- The paper demonstrates that current automatic metrics (e.g., BLEU, ROUGE) often fail to capture sentence-level nuances compared to human evaluations.
- It examines discrepancies across datasets and NLG systems, highlighting issues like scale mismatch and system-specific variability in metric performance.
- The study calls for developing new, context-aware evaluation methods, including reference-less and discriminative models for more reliable assessments.
Necessity for New Evaluation Metrics in NLG
Recent advancements in Natural Language Generation (NLG) have led to the widespread adoption of automatic metrics for evaluating system performance, primarily due to their cost-effectiveness and rapid processing capabilities. However, this paper seeks to underscore the inadequacies of current metrics by analyzing their correlation with human judgments, thereby advocating for new evaluation methodologies.
Examination of Current Metrics
The paper focuses on Word-Based Metrics (WBMs) and Grammar-Based Metrics (GBMs), scrutinizing their ability to reflect human evaluations effectively in the context of end-to-end, data-driven NLG systems. Evaluated metrics include, but are not limited to, BLEU, ROUGE, METEOR, and SMATCH, alongside grammar indicators such as Flesch Reading Ease scores and Stanford Parser scores. The analysis spans multiple datasets and domains to ensure comprehensive insights.
Figure 1: Spearman correlation results for on . Correlations between human ratings and automatic metrics are highlighted, with blue circles indicating positive and red indicating negative correlations. The circle size denotes correlation strength.
Data-Driven NLG Systems
Three distinct NLG systems are evaluated: RNNLG, TGEN, and JLOLS, each leveraging different methodologies for sentence planning and surface realization. The systems are tested across various datasets, with outputs compared against human references for informativeness, naturalness, and quality.

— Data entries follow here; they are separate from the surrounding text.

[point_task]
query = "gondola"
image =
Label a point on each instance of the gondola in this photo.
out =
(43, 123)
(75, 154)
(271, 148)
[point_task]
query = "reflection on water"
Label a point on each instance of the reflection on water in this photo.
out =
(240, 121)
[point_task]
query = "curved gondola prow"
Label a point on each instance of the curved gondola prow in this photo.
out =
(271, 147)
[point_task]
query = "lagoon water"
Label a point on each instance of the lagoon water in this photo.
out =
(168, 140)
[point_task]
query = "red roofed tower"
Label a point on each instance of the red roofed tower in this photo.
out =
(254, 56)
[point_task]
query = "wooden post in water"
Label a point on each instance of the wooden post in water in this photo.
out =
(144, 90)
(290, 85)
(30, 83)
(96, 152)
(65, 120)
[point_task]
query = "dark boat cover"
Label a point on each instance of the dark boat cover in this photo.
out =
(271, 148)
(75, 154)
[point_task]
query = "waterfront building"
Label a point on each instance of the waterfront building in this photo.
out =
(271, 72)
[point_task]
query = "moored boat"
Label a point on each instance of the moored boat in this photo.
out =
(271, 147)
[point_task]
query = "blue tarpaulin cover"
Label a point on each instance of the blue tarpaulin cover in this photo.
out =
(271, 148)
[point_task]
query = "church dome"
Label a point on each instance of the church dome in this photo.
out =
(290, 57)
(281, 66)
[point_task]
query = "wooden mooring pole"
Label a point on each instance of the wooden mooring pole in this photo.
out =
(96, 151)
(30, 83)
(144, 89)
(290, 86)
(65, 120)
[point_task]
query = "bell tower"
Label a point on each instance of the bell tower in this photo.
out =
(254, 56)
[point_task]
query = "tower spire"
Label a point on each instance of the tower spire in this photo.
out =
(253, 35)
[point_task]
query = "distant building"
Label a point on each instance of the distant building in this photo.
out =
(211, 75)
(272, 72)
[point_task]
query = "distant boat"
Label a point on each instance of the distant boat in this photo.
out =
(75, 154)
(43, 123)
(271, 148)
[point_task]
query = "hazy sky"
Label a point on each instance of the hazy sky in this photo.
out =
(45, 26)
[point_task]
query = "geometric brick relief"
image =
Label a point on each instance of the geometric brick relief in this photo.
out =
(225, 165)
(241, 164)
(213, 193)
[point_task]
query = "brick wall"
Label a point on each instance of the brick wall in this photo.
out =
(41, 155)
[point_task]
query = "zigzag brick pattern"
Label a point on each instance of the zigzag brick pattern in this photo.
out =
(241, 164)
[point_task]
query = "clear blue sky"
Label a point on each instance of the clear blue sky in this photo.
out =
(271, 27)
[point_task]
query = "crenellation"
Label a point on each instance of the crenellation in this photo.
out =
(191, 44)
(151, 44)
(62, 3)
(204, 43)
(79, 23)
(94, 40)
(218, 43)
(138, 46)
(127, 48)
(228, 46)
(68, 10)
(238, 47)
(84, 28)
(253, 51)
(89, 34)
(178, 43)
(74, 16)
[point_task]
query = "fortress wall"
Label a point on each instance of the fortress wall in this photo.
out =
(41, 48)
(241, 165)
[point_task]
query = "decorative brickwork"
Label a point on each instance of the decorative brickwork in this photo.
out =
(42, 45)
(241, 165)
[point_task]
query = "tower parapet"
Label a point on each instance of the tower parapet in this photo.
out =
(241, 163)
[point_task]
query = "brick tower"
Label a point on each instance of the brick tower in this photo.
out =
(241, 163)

Figure 2: Williams test results: The significance of correlation differences between metrics and human ratings.
The results reveal significant discrepancies between automatic metric evaluations and human judgments. While automatic scores may align at the systemic level, they often fail to capture nuances at the sentence level. This misalignment is particularly pronounced in outputs with middle-range human ratings, where metrics inaccurately reflect user satisfaction. Furthermore, system performance is observed to be highly dataset-specific, suggesting that current metrics lack robustness across different contexts.
Human and Automatic Metric Correlation
The paper provides a detailed correlation analysis between human evaluations and various metrics. The analysis suggests that none of the metrics achieve a moderate correlation across the board, with outputs traditionally evaluated as either good or bad reflecting more accurate correlations than those rated average.
Figure 3: Correlation between automatic metrics (WBMs) and human ratings, differentiated by informativeness levels.
Limitations of Current Approaches
The paper identifies several limitations inherent in current evaluation practices:
- Assumption of Gold Standards: Current metrics presuppose that human references are correct and complete, which is frequently invalid, particularly in crowdsourced datasets where ungrammatical references may skew accuracy.
- Scale Mismatch: The quantitative scale of metric outputs versus qualitative human judgments presents alignment challenges.
- System-Specific Variability: The dependency of metrics on specific system architectures and datasets dilutes their reliability across broader applications.
Conclusions and Future Directions
The authors conclude that state-of-the-art automatic evaluation metrics inadequately reflect human evaluations, underscoring the necessity for human assessments in the development of NLG systems. Future directions include the exploration of reference-less evaluations and discriminative models, alongside enhancements to existing metrics to improve cross-domain performance.
In advancing the field, the integration of advanced contextual assessments and extrinsic evaluation methods offers promising avenues for developing more reliable, system-independent evaluation metrics for NLG technologies.